O crescimento projetado para o Brasil – de 0,3% em 2022 e de 1,6% em 2023 – é bem inferior ao estimado para outras economias da região. Exemplo: depois de uma perda de 5,9% em 2020, a produção chilena cresceu 12% em 2021 e deve aumentar 1,9% neste ano e também no próximo. As taxas estimadas para a Colômbia são de 4,5% em 2022 e de 3,7% em 2023. O salto do ano passado, de 10,2%, superou amplamente a queda de 2020, estimada em 6,8%.

Houve avanços inegáveis na maior parte da América Latina, no último quarto de século. As economias ficaram menos frágeis, houve menos crises graves e os países tornaram-se menos dependentes do socorro do FMI. Acordos de financiamento ainda foram assinados, mas em situações menos dramáticas e acompanhados de condições mais suaves.

No Brasil, o cenário favorável durou cerca de dez anos, neste século. Os padrões de governo começaram a ser afrouxados no segundo mandato do presidente Luiz Inácio Lula da Silva e entraram em colapso nos primeiros anos da presidente Dilma Rousseff. Muitos bilhões foram queimados em políticas erradas, como a dos “campeões nacionais”, enquanto se deteriorava a infraestrutura, a ineficiência era favorecida pelo protecionismo, a Petrobras era pilhada e a indústria de transformação perdia competitividade e relevância.
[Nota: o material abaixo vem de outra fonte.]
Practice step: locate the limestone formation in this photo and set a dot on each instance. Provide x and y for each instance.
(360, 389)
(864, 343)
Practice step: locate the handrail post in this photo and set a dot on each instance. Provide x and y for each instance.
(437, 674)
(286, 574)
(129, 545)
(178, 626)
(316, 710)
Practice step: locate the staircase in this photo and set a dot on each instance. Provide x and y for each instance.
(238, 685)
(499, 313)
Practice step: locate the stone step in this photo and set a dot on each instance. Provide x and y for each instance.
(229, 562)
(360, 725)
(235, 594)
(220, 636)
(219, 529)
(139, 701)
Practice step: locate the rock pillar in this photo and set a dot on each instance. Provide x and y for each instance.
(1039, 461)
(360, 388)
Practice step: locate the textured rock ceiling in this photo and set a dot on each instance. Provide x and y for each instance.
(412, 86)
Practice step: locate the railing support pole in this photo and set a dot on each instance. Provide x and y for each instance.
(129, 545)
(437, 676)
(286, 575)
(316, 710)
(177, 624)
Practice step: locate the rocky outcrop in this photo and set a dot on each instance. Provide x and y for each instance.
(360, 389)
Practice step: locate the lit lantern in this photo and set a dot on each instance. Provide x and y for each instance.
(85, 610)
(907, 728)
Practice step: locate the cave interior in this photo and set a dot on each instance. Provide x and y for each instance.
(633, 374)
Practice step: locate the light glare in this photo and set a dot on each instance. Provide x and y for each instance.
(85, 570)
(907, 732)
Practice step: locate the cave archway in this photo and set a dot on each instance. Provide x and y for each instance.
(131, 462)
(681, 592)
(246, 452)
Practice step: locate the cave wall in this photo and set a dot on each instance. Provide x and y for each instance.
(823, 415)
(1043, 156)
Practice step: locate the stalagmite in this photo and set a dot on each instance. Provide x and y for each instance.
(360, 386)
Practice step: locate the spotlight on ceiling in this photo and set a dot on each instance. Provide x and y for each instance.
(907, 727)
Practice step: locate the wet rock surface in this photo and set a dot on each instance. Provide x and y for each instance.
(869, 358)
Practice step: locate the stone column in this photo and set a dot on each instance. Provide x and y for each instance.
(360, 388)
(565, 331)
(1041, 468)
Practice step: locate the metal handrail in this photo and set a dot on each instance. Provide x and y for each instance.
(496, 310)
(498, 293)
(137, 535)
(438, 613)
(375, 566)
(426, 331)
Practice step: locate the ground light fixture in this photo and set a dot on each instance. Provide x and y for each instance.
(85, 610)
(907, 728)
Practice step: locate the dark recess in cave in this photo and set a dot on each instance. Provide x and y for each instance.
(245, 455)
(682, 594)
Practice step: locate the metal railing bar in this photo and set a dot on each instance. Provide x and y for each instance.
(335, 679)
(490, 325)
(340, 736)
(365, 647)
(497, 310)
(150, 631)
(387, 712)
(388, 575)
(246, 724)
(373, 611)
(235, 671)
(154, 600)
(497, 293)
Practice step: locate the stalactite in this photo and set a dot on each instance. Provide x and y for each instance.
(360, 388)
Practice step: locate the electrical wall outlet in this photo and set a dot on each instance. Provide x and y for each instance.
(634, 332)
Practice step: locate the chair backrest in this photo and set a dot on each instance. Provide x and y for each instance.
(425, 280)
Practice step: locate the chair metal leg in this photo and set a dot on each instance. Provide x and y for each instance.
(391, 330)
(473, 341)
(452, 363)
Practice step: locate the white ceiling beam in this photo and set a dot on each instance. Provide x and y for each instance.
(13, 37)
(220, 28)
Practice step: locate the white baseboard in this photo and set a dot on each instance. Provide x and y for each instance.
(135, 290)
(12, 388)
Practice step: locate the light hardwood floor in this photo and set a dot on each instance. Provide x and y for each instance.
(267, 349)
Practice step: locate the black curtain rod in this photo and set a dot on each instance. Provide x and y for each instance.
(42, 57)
A recuperação econômica nunca se completou, depois da recessão de 2015-2016, e as noções de planos e programas federais praticamente sumiram a partir de 2019.
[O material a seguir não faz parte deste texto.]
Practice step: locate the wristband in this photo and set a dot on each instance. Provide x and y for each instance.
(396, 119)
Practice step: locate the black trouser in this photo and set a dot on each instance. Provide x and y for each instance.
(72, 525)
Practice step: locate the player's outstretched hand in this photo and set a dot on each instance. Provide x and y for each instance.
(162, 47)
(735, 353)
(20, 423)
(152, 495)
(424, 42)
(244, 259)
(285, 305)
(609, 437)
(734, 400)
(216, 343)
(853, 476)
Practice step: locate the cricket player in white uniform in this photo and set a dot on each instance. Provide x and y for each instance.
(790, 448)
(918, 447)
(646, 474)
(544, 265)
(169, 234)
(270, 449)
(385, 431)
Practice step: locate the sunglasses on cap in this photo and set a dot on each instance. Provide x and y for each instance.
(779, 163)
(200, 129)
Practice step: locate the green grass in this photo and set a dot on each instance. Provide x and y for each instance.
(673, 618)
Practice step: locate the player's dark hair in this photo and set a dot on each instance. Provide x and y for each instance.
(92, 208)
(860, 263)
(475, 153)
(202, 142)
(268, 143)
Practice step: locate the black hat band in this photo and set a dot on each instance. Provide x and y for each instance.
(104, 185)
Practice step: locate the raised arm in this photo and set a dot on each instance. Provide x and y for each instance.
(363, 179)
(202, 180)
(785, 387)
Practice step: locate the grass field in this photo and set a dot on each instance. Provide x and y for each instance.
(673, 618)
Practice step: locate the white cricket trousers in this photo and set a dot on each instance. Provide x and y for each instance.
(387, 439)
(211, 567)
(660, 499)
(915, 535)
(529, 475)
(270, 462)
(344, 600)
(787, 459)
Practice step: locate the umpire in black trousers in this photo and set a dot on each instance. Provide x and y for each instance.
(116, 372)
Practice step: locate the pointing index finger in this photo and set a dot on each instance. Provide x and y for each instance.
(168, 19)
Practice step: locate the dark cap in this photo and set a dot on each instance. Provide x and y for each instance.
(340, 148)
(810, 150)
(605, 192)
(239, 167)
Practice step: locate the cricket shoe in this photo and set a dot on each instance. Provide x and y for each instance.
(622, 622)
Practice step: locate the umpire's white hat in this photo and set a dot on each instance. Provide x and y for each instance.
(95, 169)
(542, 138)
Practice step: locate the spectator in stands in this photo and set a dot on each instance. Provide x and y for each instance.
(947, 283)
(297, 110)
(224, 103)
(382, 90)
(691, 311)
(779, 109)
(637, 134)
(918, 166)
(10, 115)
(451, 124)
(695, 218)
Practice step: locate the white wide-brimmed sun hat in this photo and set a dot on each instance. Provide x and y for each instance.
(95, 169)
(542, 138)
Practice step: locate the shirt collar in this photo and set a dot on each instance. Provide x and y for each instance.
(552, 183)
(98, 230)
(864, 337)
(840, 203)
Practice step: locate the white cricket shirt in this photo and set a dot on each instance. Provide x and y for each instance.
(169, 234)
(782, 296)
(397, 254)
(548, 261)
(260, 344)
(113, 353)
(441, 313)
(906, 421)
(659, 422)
O Brasil tem recuado duplamente – em relação à própria história de modernização econômica e em relação aos padrões mundiais e regionais. Embora menos industrializados, outros países latino-americanos têm mostrado dinamismo bem maior que o brasileiro, condições fiscais mais saudáveis e menor propensão a surtos inflacionários. As novas projeções do FMI confirmam a evidente desvantagem brasileira, mas quem, no Ministério da Economia, ainda leva a sério o FMI?